Daphne Du Maurier and Brexit

“Emma, who lives in Cornwall with her retired grandmother, a famous retired actress, wakes one morning to find that the world has apparently gone mad:

No post, no telephone, no radio, a warship in the bay and American soldiers advancing across the field towards the house.

The time is a few years in the future. England has withdrawn from the Common Market and, on the brink of bankruptcy, has decided that salvation lies in a union – political, military and economic – with the United States.

Theoretically, it is to be an equal partnership; but to some people it soon begins to look like a takeover bid.”

This is on the flyleaf of Rule Britannia, written by Daphne Du Maurier in 1972.

I had never seen this book before – but as you, dear reader, know by now, Oxfam is a Pandora’s box of surprises.

(Yesterday the box opened to reveal an inundation of books – just when Duncan, an Oxfam stalwart if ever there was one, and I thought we had the shop all sorted out – and they were mostly recycling-sack fillers.)

Back to Daphne.  As a (deflated) Bremainer, I am sure that we are living in the phoney war period and the real fall out will come over months and then years.

Yesterday, I was culling the Old and Interesting shelves and although we give them a longer chance than say, gardening, there comes a time when all good things must come to an end, and they have to go.

I picked up a book on the history of the Liberal Party in its early days and was about to throw it onto the reject pile, when I thought again – for the very pragmatic reason that I didn’t have enough alternatives to fill up the shelf.
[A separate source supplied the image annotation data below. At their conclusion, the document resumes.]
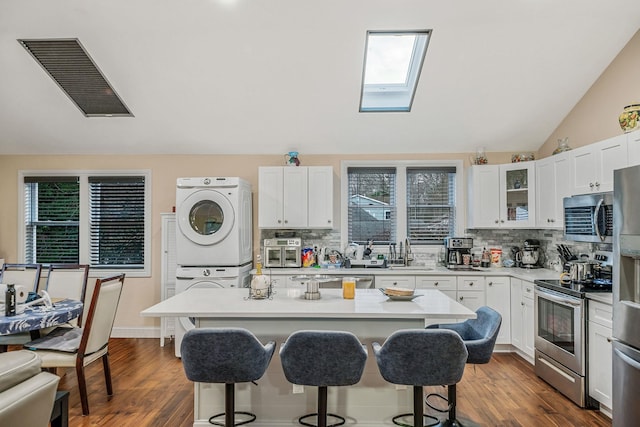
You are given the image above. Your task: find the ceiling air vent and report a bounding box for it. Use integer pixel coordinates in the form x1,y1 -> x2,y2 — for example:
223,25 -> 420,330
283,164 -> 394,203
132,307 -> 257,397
18,39 -> 133,117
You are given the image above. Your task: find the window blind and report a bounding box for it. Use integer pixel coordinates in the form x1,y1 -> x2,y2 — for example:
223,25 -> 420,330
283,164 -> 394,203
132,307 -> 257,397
89,176 -> 145,268
407,167 -> 456,244
347,167 -> 397,244
24,176 -> 80,264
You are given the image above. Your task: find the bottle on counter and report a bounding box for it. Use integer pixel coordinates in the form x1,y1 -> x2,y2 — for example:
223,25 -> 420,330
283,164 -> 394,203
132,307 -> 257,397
480,248 -> 491,268
4,284 -> 16,317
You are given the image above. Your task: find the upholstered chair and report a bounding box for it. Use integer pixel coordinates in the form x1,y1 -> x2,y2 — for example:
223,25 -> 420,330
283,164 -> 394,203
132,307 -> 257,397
180,328 -> 275,427
426,306 -> 502,425
372,329 -> 468,427
0,350 -> 60,427
280,330 -> 367,427
24,273 -> 125,415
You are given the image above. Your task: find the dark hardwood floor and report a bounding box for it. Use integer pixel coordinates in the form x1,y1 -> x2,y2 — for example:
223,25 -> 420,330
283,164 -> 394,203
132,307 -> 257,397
40,339 -> 611,427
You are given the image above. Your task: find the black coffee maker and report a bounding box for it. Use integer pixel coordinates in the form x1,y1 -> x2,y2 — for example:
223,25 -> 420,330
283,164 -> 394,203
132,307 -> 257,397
444,237 -> 473,268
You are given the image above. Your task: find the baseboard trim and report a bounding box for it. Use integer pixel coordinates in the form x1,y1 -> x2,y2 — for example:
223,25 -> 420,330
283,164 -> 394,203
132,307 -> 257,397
111,327 -> 160,338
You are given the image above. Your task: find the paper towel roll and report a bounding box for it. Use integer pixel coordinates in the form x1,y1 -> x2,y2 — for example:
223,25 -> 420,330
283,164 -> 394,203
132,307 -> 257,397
16,285 -> 29,304
0,283 -> 29,304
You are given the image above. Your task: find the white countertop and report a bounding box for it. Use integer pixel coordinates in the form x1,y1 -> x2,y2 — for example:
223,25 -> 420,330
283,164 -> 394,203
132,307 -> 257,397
140,288 -> 476,319
258,266 -> 560,282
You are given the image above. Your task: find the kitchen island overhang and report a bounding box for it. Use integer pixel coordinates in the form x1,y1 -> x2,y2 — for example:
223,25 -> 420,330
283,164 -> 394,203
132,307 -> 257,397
141,288 -> 475,426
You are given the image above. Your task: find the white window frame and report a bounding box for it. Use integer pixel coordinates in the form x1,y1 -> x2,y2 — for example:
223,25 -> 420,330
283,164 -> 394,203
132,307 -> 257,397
17,169 -> 152,277
340,160 -> 466,248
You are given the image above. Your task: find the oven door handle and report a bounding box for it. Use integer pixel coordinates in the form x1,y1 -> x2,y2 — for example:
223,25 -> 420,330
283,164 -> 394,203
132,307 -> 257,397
538,289 -> 582,307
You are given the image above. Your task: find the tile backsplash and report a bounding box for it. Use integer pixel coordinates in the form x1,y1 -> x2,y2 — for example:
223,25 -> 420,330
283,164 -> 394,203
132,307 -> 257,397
260,229 -> 613,268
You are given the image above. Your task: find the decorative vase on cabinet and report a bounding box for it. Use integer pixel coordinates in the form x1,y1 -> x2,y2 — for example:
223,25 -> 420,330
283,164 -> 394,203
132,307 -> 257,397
618,104 -> 640,133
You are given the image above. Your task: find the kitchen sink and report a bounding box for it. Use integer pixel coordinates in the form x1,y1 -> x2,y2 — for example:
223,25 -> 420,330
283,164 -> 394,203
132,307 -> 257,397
447,265 -> 484,271
387,265 -> 433,271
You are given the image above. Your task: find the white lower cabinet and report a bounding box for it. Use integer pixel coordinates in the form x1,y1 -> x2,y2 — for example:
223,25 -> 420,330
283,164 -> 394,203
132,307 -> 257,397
416,276 -> 458,324
511,278 -> 535,361
485,277 -> 511,344
587,300 -> 613,410
416,276 -> 457,299
457,276 -> 486,311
Now, that book has been there for months but blow me down as they say, half an hour after I had moved it from one shelf to the one lower down, a woman bought it.

I asked her if she was a political historian and she said no but her daughter had done a masters in international politics and was now working in London.

Then she reduced her voice to a whisper and said, ‘ She was so angry about the Brexit vote that she joined the Liberal Party. She would have joined Labour but there isn’t really a Labour Party at the moment.’

(Whilst social and mainstream media is full of stories about vile threats and angry denunciations of Remainers and Brexiteers alike, in Petersfield it seems, we reduce our voices to a whisper when talking politics.)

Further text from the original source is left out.